It's foolish no doubt to attack a conclusion before reviewing the arguments in detail, but I think it most unlikely that Marlowe was a collaborator on any of the H6 plays. Of all the authors of the 1580s/early 1590s Marlowe is one of the most instantly recognizable. Given how intensively these plays have been read for centuries, it's surprising how rarely the possibility of Marlowe's involvement has been mooted. And when I read Edward II, Marlowe's own history play, I can see why.
Shakespeare's own style, so idiosyncratic in later years, is in 1590 quite hard to distinguish from authors like Greene, Peele or perhaps Nashe (the latter is hard to say, since Nashe wrote nothing like a history play, unless it was this). So it is - or should I say was? - by no means proven that Shakespeare shared the authorship of any of these plays, though the majority of scholars seem to think so for 1H6.

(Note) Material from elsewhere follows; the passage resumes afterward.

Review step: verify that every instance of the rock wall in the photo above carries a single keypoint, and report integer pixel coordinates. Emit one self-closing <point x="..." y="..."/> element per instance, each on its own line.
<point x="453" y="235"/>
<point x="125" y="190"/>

I look forward to being, if not persuaded, at least shaken in my belief. But the Guardian article seems to show a paltry fascination with statistics that is far from inspiring faith in this enterprise. As David rightly points out, Middleton's revisions don't make the plays in question collaborative retrospectively. And a stray interpolated speech or song doesn't seem to me a proper collaboration either. When Shakespeare really collaborates - with Peele on Titus Andronicus, or in the two surviving Fletcher collaborations - you don't need a computer to see what's going on.